Male and female knifefish recognize each other from their unique EOD frequencies (EODfs). Males produce higher frequency signals in the range of 800-1100 Hz, whereas females emit signals in the range of 600-800 Hz. EODfs do more than just help these fish identify the opposite sex; they may actually be indicators of “male quality”. Female knifefish generally prefer males with high EODfs, perhaps because they tend to have larger bodies and gain precedence over others while competing for limited resources.
EODfs are regulated by hormones, which play an important role in courting behaviour. When levels of the male sex hormone 11-ketotestosterone (11-KT) are high, there is an increase in the emitted EODf, as well an accelerated development of male secondary sexual characteristics. This phenomenon has inspired the hypothesis that 11-KT regulates masculinization of the EODf in order to attract females. Similarly, the female sex hormone 17-beta-estradiol lowers EODfs.
Associate Professor Rüdiger Krahe in McGill University is an expert on communication in weakly electric fish and has recently demonstrated how the environment can manipulate mating behaviour in ghost knifefish.
In his experiment, male and female fish were housed in the same aquarium for a month, during which researchers simulated breeding conditions within the aquarium by imitating a rainy environment – knifefish prefer to breed in the rainy season. They recorded the electric signals produced by the fish using electrodes placed on the fish and in the water. They found that in the rainy environment males increased their EODfs, likely to attract females.
The same team also performed a second experiment in which they housed one group of males knifefish in isolation and a second group surrounded by other male and female knifefish. The males housed in a social environment had higher EODfs and 11-KT levels than those kept alone, suggesting that 11-KT plays a role in influencing male behaviour in a scenario where breeding is more likely to occur. Thus, ghost knifefish not only use electric signals to find their partners but also are capable of continuously adjusting the nature of these signals according to changing environmental conditions.

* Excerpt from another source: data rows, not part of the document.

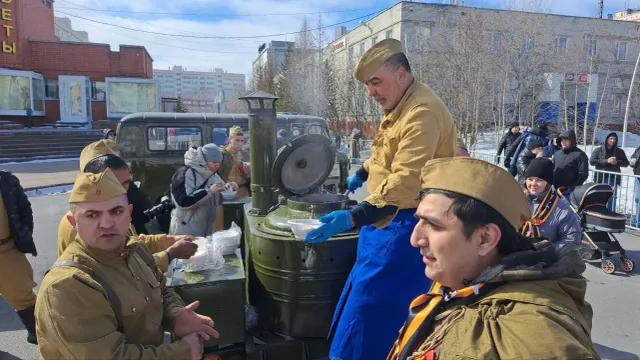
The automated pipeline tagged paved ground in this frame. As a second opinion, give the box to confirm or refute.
[0,160,80,189]
[0,184,640,360]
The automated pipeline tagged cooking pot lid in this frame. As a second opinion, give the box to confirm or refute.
[272,134,336,197]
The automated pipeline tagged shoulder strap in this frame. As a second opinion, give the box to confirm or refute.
[47,258,125,334]
[136,246,156,271]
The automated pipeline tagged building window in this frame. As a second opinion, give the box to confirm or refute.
[148,127,202,151]
[587,39,598,56]
[44,79,60,100]
[616,41,627,61]
[91,81,107,101]
[0,69,45,116]
[522,35,536,54]
[106,78,160,118]
[613,94,625,114]
[556,37,567,55]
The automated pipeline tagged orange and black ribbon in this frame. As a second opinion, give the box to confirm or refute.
[520,188,560,238]
[387,282,500,360]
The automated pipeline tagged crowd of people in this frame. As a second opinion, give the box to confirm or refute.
[0,39,608,360]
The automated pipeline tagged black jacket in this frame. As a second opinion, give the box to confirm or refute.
[516,149,537,185]
[127,183,153,234]
[589,133,629,185]
[497,129,522,156]
[0,171,38,256]
[553,130,589,188]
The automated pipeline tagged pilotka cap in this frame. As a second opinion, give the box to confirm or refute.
[80,139,120,172]
[421,157,531,230]
[69,169,127,204]
[354,39,402,83]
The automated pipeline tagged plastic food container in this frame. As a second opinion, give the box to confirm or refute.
[220,190,238,200]
[288,219,323,240]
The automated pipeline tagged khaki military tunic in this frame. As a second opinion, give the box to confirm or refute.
[35,238,190,359]
[222,146,249,198]
[58,212,172,272]
[364,81,456,228]
[0,194,36,311]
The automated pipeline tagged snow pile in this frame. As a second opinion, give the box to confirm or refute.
[25,184,73,197]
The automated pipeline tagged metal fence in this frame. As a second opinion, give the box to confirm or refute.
[471,151,640,230]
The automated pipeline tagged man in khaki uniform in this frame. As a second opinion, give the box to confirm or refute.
[58,140,197,272]
[214,126,251,231]
[0,171,38,344]
[218,126,250,198]
[306,39,456,360]
[35,169,218,359]
[384,157,600,360]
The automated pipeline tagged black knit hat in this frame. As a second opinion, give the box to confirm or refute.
[524,158,553,184]
[527,139,542,150]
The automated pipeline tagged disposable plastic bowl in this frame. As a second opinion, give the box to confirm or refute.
[221,191,238,200]
[288,219,322,240]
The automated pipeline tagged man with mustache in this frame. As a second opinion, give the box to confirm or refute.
[306,39,456,360]
[384,157,599,360]
[35,169,219,360]
[58,140,198,272]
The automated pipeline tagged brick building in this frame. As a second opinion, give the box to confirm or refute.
[0,0,160,125]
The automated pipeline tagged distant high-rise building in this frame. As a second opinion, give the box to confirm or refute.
[53,16,89,42]
[153,66,245,113]
[253,41,295,83]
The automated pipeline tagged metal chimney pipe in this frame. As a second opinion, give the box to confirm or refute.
[240,91,279,216]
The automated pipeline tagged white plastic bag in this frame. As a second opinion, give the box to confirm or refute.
[211,223,242,256]
[182,238,225,272]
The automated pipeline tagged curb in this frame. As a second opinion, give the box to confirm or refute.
[24,183,73,192]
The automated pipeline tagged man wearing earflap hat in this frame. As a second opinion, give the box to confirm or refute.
[58,139,197,271]
[35,169,218,359]
[388,157,599,360]
[306,39,456,360]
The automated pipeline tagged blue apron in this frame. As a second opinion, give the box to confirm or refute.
[329,209,431,360]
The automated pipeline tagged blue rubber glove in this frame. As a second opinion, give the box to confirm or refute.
[305,210,353,244]
[347,174,364,193]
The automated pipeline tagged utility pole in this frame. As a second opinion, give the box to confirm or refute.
[622,47,640,147]
[598,0,604,19]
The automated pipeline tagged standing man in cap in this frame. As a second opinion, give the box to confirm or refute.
[58,140,198,271]
[218,126,251,198]
[388,157,600,360]
[0,171,38,344]
[169,144,238,237]
[496,121,522,164]
[36,169,218,359]
[307,39,456,360]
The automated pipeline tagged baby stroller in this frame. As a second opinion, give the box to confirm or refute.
[570,183,634,274]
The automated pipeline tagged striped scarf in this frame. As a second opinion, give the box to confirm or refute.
[387,282,501,360]
[520,187,560,238]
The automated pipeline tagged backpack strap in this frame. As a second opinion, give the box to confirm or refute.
[45,258,124,334]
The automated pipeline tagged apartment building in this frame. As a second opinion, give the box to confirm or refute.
[325,1,640,124]
[153,66,245,113]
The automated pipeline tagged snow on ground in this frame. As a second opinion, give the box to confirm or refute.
[0,157,79,165]
[25,184,73,197]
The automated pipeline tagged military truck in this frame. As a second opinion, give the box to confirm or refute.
[116,113,350,232]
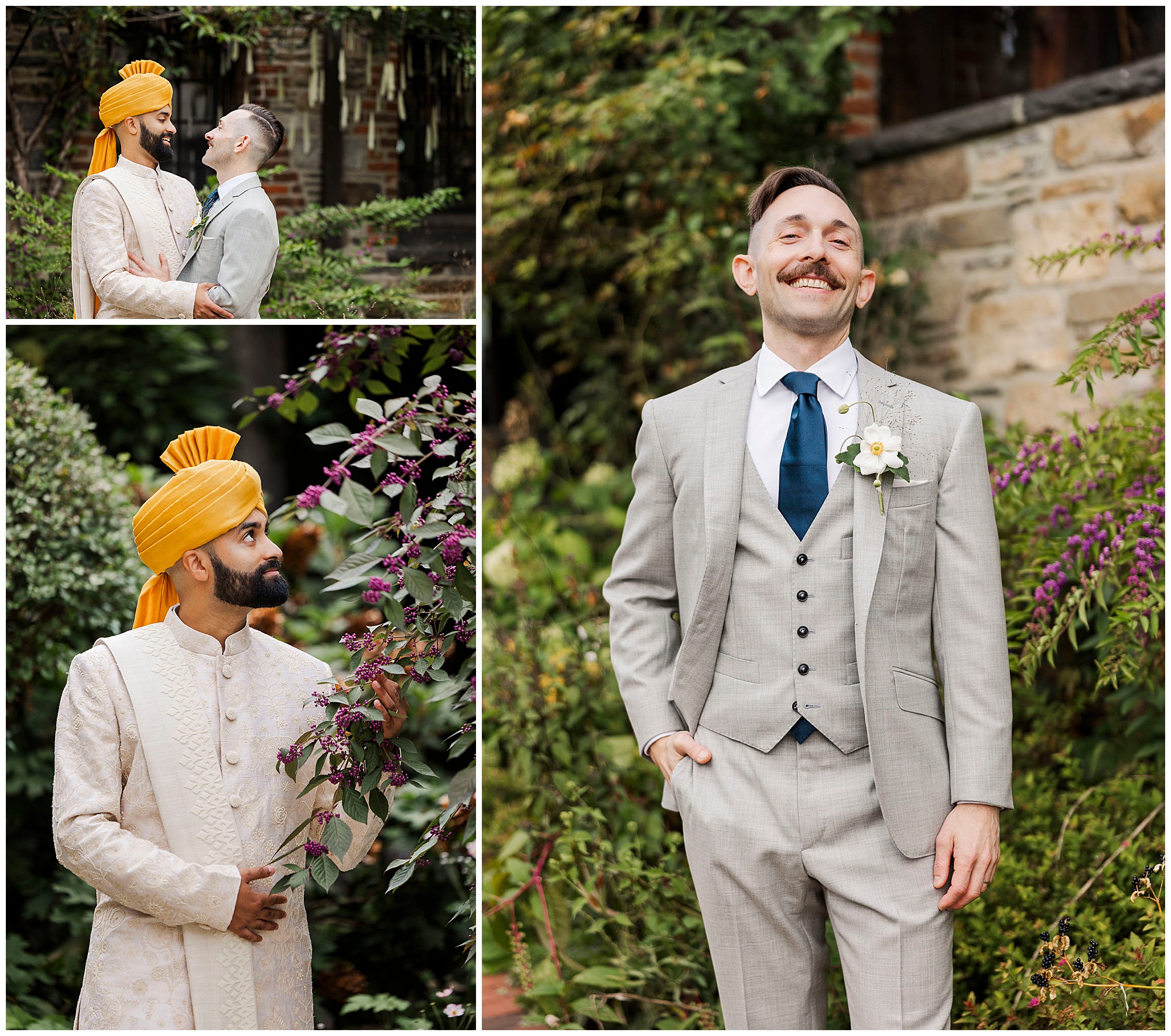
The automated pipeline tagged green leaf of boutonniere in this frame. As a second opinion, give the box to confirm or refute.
[834,442,862,466]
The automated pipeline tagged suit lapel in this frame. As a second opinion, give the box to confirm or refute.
[840,354,897,687]
[671,356,756,732]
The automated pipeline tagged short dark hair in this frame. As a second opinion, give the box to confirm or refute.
[240,104,285,169]
[748,165,850,233]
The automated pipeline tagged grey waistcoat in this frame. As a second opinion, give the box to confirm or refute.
[700,447,877,752]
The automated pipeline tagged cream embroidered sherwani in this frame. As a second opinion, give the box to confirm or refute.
[73,156,199,320]
[53,609,382,1029]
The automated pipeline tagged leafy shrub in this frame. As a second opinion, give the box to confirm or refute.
[5,356,149,1028]
[8,322,240,464]
[484,6,900,467]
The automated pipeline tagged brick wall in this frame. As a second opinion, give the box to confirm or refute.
[857,94,1165,430]
[841,33,882,140]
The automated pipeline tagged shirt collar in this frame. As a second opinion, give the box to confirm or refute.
[215,172,260,201]
[756,337,858,398]
[163,604,252,654]
[118,155,158,180]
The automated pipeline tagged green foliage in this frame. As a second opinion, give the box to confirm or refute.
[484,7,882,466]
[7,166,459,318]
[8,322,239,464]
[260,187,459,318]
[239,324,475,979]
[5,356,149,1028]
[5,166,82,318]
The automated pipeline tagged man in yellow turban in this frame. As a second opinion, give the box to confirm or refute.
[53,427,406,1029]
[73,61,232,320]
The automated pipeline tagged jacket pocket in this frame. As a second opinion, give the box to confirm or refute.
[886,479,939,509]
[715,652,760,684]
[892,668,944,722]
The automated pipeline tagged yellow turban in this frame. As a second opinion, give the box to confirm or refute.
[89,61,171,176]
[135,426,268,629]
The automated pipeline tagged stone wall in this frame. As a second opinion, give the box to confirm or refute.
[856,94,1165,431]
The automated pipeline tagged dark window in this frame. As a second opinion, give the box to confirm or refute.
[879,6,1165,126]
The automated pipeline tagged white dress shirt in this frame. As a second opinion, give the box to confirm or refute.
[208,172,260,201]
[747,338,858,501]
[642,338,858,755]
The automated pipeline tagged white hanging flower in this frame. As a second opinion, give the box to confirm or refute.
[857,425,903,475]
[834,399,911,514]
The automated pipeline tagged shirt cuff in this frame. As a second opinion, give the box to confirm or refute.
[642,730,679,759]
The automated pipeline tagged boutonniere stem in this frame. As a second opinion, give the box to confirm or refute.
[834,399,911,515]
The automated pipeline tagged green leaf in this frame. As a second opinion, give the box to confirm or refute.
[309,856,341,892]
[308,421,350,446]
[398,482,419,527]
[342,788,370,824]
[403,568,436,604]
[370,788,390,821]
[372,433,423,457]
[441,586,467,619]
[326,553,383,590]
[321,816,354,859]
[338,479,377,527]
[447,763,475,805]
[382,594,406,630]
[386,864,415,892]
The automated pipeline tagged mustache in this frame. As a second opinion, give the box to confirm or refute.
[776,260,845,288]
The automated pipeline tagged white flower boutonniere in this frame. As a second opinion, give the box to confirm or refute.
[834,399,911,514]
[184,212,212,251]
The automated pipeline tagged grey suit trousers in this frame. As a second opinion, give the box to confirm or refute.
[671,722,952,1029]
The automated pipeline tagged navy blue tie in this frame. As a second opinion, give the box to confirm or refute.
[776,371,829,540]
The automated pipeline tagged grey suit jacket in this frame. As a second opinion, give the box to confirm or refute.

Spiders exploit sexual vibrational signals to kill insects
Some species of insects recognize their own by using vibrational signals that convey specific information. The male leafhopper, for instance, transmits low-frequency vibrational signals through plants to recognize, locate, and ultimately approach females. The insects possess specialized receptor cells in their legs to detect acoustic mating signals. However, unlike electric signals, these vibrational signals sometimes stand out from background noise and can therefore be intercepted by predators.

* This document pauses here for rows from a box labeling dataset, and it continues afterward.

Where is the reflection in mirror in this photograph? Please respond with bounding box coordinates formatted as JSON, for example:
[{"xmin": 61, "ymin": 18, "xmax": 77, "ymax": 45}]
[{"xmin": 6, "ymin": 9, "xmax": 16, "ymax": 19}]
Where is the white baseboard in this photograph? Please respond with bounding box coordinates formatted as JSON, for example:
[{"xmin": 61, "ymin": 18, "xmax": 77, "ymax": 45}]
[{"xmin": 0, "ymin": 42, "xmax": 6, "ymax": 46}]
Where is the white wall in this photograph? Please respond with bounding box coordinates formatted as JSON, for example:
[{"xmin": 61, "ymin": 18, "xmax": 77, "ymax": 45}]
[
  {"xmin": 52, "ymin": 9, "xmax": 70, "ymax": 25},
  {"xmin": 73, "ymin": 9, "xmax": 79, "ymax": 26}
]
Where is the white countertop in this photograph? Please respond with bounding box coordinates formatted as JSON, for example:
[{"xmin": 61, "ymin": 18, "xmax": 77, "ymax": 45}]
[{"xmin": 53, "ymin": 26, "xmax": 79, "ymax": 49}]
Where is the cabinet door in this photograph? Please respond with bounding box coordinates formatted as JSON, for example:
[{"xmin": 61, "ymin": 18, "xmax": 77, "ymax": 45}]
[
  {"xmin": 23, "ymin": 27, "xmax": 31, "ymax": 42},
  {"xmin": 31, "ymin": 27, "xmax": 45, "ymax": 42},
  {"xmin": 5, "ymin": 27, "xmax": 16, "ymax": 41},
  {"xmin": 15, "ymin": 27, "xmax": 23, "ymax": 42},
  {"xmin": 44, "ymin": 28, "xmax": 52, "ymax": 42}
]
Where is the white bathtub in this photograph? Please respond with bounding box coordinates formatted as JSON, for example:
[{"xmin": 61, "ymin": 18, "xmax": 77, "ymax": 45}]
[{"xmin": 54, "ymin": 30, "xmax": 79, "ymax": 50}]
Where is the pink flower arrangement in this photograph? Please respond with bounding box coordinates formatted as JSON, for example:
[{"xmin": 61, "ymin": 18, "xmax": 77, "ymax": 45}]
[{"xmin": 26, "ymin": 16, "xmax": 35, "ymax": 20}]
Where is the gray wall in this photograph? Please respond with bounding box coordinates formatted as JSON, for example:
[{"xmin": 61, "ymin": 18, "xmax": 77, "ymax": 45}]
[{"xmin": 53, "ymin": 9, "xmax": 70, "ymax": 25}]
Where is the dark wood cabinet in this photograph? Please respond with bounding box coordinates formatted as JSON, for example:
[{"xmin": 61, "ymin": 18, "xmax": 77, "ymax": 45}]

Tangle-web spiders prey on leafhoppers, and scientists at Cardiff University have shown that they locate their prey by exploiting the leafhopper’s sexual vibrational signals. In the study, spiders were placed on a plant and exposed to recordings of the leafhopper’s mating calls, generated using a vibrational device attached to the plant. These signals were adjusted to match the amplitude and frequency of the leafhopper’s natural calls.

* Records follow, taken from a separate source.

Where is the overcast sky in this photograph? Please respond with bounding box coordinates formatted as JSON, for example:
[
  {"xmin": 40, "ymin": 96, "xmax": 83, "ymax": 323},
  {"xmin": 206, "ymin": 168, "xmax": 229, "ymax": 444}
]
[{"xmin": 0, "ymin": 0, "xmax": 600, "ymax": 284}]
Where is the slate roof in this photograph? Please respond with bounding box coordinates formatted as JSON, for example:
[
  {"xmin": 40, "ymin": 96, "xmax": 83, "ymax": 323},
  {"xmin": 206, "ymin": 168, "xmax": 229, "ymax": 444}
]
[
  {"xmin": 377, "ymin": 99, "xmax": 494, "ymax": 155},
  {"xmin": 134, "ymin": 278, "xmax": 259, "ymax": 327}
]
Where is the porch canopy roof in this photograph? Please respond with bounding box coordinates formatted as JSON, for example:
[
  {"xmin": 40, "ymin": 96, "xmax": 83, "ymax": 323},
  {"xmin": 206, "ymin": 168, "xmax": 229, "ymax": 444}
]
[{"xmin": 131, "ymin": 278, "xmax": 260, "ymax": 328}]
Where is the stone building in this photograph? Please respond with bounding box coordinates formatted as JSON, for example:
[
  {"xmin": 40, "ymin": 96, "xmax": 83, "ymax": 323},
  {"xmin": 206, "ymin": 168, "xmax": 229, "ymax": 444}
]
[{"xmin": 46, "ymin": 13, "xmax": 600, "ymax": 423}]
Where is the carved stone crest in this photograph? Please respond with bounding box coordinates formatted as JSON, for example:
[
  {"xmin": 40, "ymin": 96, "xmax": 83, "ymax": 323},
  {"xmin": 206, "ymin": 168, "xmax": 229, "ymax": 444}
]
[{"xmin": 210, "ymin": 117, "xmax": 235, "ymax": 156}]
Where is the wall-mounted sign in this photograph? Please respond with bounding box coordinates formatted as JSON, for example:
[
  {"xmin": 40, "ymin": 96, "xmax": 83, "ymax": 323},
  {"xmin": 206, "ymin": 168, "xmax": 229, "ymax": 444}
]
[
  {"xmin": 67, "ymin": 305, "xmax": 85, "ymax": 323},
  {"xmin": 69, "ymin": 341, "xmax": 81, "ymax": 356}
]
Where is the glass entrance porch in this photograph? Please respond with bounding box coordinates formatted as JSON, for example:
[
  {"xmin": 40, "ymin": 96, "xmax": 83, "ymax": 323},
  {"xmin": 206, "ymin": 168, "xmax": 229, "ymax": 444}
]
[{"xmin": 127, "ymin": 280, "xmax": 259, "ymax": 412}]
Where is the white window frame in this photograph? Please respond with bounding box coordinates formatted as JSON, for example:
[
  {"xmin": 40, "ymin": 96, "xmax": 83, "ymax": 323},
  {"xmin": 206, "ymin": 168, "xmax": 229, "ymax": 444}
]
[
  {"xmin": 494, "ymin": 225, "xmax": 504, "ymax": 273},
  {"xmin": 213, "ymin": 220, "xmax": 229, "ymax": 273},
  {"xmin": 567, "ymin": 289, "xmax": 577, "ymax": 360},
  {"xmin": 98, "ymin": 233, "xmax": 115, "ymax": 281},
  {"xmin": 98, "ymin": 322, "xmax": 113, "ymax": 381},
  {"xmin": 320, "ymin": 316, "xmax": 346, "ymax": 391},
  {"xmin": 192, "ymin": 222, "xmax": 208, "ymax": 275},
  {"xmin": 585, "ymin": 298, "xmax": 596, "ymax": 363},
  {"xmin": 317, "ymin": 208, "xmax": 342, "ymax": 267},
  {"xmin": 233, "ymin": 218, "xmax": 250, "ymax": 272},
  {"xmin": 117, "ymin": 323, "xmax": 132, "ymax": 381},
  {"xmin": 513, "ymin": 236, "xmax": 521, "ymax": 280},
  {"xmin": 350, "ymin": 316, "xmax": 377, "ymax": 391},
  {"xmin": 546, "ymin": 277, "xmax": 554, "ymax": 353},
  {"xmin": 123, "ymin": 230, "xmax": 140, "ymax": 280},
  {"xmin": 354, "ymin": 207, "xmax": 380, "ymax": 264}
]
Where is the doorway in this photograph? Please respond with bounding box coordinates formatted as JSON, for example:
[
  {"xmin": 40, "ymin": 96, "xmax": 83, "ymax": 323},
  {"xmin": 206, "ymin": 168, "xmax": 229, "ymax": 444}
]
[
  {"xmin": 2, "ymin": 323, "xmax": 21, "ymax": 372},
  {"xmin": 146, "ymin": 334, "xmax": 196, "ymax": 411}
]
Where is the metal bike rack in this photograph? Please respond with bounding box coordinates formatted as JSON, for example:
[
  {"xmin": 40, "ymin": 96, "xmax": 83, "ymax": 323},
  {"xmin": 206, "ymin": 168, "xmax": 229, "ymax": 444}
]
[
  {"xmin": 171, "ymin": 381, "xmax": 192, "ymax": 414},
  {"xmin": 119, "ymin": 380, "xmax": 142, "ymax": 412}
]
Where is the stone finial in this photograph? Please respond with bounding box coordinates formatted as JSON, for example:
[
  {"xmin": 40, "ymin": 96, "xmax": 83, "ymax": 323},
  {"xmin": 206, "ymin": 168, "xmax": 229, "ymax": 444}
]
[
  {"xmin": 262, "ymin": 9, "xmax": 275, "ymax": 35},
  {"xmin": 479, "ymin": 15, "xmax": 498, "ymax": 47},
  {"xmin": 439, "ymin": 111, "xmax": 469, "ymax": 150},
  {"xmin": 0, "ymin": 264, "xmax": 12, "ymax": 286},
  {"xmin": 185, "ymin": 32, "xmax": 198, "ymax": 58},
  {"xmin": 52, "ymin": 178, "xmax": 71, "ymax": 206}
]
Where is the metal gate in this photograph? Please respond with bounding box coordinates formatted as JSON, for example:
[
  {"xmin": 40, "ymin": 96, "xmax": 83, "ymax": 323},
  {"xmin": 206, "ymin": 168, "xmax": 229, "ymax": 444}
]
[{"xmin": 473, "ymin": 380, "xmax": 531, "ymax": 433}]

The researchers found that the spiders changed their behaviour in response to different signals. In the presence of the vibrational calls, the spiders spent more time on the plant and began to display typical foraging behaviour. They started to make their way towards the vibrating leaf, probably because they thought it was a source of food. This directed movement was only observed in the presence of the male calling signal. The authors postulate that since male vibrational calls are more conspicuous and have higher amplitudes than female calls, spider foraging behaviour may be influenced by signal amplitude.
Tangle-web spiders preferentially prey on adult leafhoppers and not on nymphs. This is further evidence that the spiders locate their prey using vibrational cues, since only adults produce these sexual communication signals. Additionally, wolf spiders that do not prey on leafhoppers at all remained unaffected by the insect’s vibrational signals in this experiment.
Vibrational signaling in animals has been well documented, but this is the first evidence for its use in predator-prey relationships. It is likely that there are other predators that intercept sexual vibrational cues to locate and capture their prey, and that this tactic is an unrecognised driver of evolution in many invertebrates.